Millsap has been with the Jazz for six seasons since being selected with the 47th pick in the 2006 NBA Draft out of Louisiana Tech, where he swept three straight NCAA rebounding titles at the school that produced another pretty good Jazz power forward — maybe you've heard of him — named Karl Malone.
Well, you might call Millsap "Mailman Light," because not-so-tall Paul has many of the same, admirable characteristics that made "Mailman" Malone such a hugely successful star during his Hall of Fame career.
Jazz head coach Tyrone Corbin could certainly make the comparison.
"Their toughness, their determination to get better every year, the way he wants to come in and give you an honest day's work every day," Corbin said of the similarities between Millsap and Malone. "Karl never liked missing a game, and I think (Paul) has some of that in him, too. When he's supposed to be at work, he's at work."
This season, Millsap was Utah's second-leading scorer and rebounder, averaging 16.6 points and 8.8 rebounds a game. He also averaged 2.3 assists per game, had his best-ever season at the foul line by shooting a career-best 79.2 percent, and ranked fourth in the league in steals per game at 1.84 while cutting back considerably on his turnovers.
Millsap had a team-high 20 points and nine rebounds in Game 1 of Utah's playoff series Sunday at San Antonio, and he'll be counted on to help lead the way again tonight when the underdog Jazz face the top-seeded Spurs in Game 2 of their first-round matchup at 5 p.m. at the AT&T Center.
Some folks might not appreciate everything that Millsap does to help the Jazz win, but Coach Corbin is definitely not one of them.
"Absolutely, on both ends of the floor," the Jazz coach said of Millsap's tireless contributions. "He makes big plays for us on the offensive end of the floor, but he also makes huge plays for us on the defensive end of the floor with his rebounding, getting a big rebound or getting a big stop or getting his hands on the ball, running the floor.
"He and Al (Jefferson) and a couple of other guys have been probably the most steady guys we've had all year, and Paul's been great about just fighting through everything. Whatever the (trade) talk has been from outside entities, as far as I know they've never talked to him about any trade stuff.

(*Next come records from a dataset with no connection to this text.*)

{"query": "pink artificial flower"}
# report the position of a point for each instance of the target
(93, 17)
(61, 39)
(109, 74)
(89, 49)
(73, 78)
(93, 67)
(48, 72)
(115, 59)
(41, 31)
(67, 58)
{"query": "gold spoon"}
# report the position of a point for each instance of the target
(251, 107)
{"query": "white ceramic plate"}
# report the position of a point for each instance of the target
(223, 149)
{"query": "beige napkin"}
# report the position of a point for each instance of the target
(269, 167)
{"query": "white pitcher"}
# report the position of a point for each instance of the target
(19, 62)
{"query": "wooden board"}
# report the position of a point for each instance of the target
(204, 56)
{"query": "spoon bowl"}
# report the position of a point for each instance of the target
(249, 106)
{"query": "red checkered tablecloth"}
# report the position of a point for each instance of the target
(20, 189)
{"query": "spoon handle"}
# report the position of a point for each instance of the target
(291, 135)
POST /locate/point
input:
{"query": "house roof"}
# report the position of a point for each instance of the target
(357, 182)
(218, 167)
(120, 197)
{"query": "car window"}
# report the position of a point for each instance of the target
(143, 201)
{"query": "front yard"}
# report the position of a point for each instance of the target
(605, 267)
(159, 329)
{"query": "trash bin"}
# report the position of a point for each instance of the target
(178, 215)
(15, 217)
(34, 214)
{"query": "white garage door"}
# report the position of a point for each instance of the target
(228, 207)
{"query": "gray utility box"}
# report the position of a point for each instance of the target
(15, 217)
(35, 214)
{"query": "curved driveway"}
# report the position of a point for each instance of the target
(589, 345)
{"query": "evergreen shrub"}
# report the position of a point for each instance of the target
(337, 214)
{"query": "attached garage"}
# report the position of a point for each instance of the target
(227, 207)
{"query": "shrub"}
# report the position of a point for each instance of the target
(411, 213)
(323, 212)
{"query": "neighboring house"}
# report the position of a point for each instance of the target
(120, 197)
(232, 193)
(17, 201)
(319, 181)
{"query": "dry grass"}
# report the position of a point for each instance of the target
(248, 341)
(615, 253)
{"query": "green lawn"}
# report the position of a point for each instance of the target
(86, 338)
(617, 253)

He's just continued to play hard and try and get better himself and make us better as a team.
"The being-too-small stuff, I think, he takes that personally, so he'll go out and show you and that's why he'll play with such enthusiasm and energy like he does," Corbin said. "Small doesn't matter because he's big in what he does."
Millsap admitted that having people constantly yacking about him being traded or being undersized gives him the impetus to work that much harder.
"It's motivation for me," he said. "I don't get down on myself because I'm on the trading block or get down on myself for kinda being too small, and I use that to motivate me and to help me to continue to do what I do."
What he does, quite simply, is bust his tail to help his team win. And over the course of the season, he does it time and again for the Jazz.
He scored the last six points of the game in an overtime victory against Golden State and had a couple of huge fourth-quarter baskets in a victory over Oklahoma City. Then there was the time he scored six straight points in the final minute of Utah's only victory of the season over San Antonio — thus far, that is.
And how about his monstrous follow-up dunk which tied the Dallas game with two seconds left in regulation of an eventual triple-overtime victory over the Mavericks? Or how he hit four free throws in overtime of a key late-season win over Orlando? Or his huge three-point play in the fourth quarter of last week's win over Phoenix, a victory that clinched Utah's playoff spot?
And who could ever forget that night in November 2010, when Millsap hit three 3-point bombs and amazingly scored 11 points in the final 28 seconds of regulation on his way to career-high 46 in a rousing come-from-behind road victory in overtime against the Miami Heat?
Indeed, Millsap is one of those blue-collar guys who shows up every day ready to go to work. In his career, he has missed just 14 games over his first six seasons, playing all 82 games in the 2006-07, 2007-08 and 2009-10 seasons. He played in 64 of Utah's 66 regular-season games this year.
And he'll play hurt — a rare, vanishing breed in today's NBA, and a great example to his teammates.
"You've got to watch him in some cases when he's beat up, because he won't say much about it," Corbin said. "He doesn't look for excuses — he's a no-excuse guy. He wants to come in and give you a day's work every day that he's supposed to be at work.
"And that's a great commodity for us and a great lesson for our young guys to learn that, in this business, you're going to be banged up some and if you're looking for an excuse, it's easy to find a lot of excuses not to work. But if you want to work, you can get people to fight through those and that's what winning teams and winning people do."
Late in the season, Corbin starting going to a bigger lineup at times, a lineup which moved Millsap from his customary four (power forward) position to the three (small forward) spot, with Jefferson moving from center to power forward so Derrick Favors could come in and play center.
It was highly effective, as Millsap's size — while at times being supposedly somewhat smallish for the four spot — puts him at a definite advantage over the small forwards in the league.
Millsap wasn't wild about the switch in positions, but was willing to do it in order to help the team.
"I'll go to the three when I'm called, when I'm told to go to the three," he said. "Whenever he puts me there, I'm always going to be ready to go step in and play that position. But I'm a four right now, and if I can continue to do my job as a four then I'd rather be there.
"It doesn't matter, though, as long as I'm playing. If they say Paul, we want you to play the three for the whole year, I'll do that. If they want me to play the four for the whole year, I'll do that, too. It's not going to matter to me because I'm always going to try to adjust and, if I'm able to, I can make it. As long as it helps the team, and I see that it helps the team, I'm willing to do it."
Perhaps Jefferson put it best: "Paul just wants to play, man," Big Al said with a broad smile. "He'd play point guard if they asked him to."
Well, Millsap might not be quite ready to run the point position just yet.
But give him some time. If it'll help the Jazz beat the Spurs and advance in the playoffs, "Mailman Light" would do it in a heartbeat.